Wednesday, December 29, 2010

Storing Passwords Securely

Recently, Mozilla has admitted to accidentally leaking password info for 44,000 accounts.  A few weeks ago, Gawker had accidentally leaked password info for a million+ accounts.  These incidents have spawned a lot of discussion about what was done wrong and what changes should have been implemented.  I wrote something about picking good passwords before, so I'll just address how to securely store passwords.

I won't attempt to address specifics for how a website should store its password database, or how they can prevent leaks.  That is a matter of internal policy, and isn't relevant to what I want to discuss here.  I'll begin with the assumption that passwords are stored in a database and that this database will be leaked at some point.  The question is what practices should be put into place to mitigate damage when that leak happens?
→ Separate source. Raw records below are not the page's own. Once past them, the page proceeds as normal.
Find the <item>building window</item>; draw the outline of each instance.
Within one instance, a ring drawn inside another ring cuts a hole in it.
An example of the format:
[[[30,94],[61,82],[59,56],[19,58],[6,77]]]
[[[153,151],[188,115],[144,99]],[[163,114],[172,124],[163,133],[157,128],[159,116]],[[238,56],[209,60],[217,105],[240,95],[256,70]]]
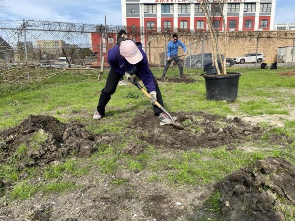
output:
[[[114,43],[114,38],[113,38],[112,37],[108,37],[108,42]]]
[[[144,4],[144,12],[145,13],[155,14],[157,13],[156,4]]]
[[[270,12],[271,11],[271,3],[260,4],[260,12]]]
[[[229,28],[236,28],[236,21],[230,20]]]
[[[200,4],[195,4],[195,13],[203,13],[203,9]]]
[[[229,12],[239,12],[239,4],[229,4],[228,11]]]
[[[221,8],[223,8],[223,5],[221,4]],[[220,13],[220,7],[219,7],[219,4],[217,3],[212,3],[211,4],[211,12],[212,13]]]
[[[204,29],[204,21],[197,21],[197,29]]]
[[[255,3],[244,4],[244,12],[255,12],[256,4]]]
[[[155,22],[153,21],[147,22],[147,28],[148,30],[154,30],[155,29]]]
[[[267,28],[268,20],[267,19],[263,19],[260,21],[260,28]]]
[[[161,13],[173,13],[173,4],[162,4],[161,5]]]
[[[245,21],[245,28],[252,28],[252,20]]]
[[[180,21],[180,28],[187,29],[187,21]]]
[[[178,5],[178,13],[190,13],[190,4],[179,4]]]
[[[164,21],[163,27],[164,29],[171,28],[171,22],[170,21]]]
[[[212,23],[213,28],[220,28],[220,21],[219,20],[214,20]]]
The answer is actually quite simple, and easy to implement.  When the user creates a password (with no practical limits on length or characters) this password should be combined with a per-user unique salt, and then a cryptographically secure hash (e.g. SHA-2bcrypt) should be taken and stored with whatever token the system uses to ID users (e.g. username).  This process can be repeated (i.e. feeding the hash result back into the hash function) many times if one wishes to increase computational time needed for an attack.  There are many ready-made functions to do just this, in any language a site is likely to be using for its backend database work.  Thus, implementing this process is simple.  Indeed, it's likely that using a ready-made and secure function is going to be easier than reinventing the wheel and coming up with a custom in-house function that ignores decades of cryptographic research.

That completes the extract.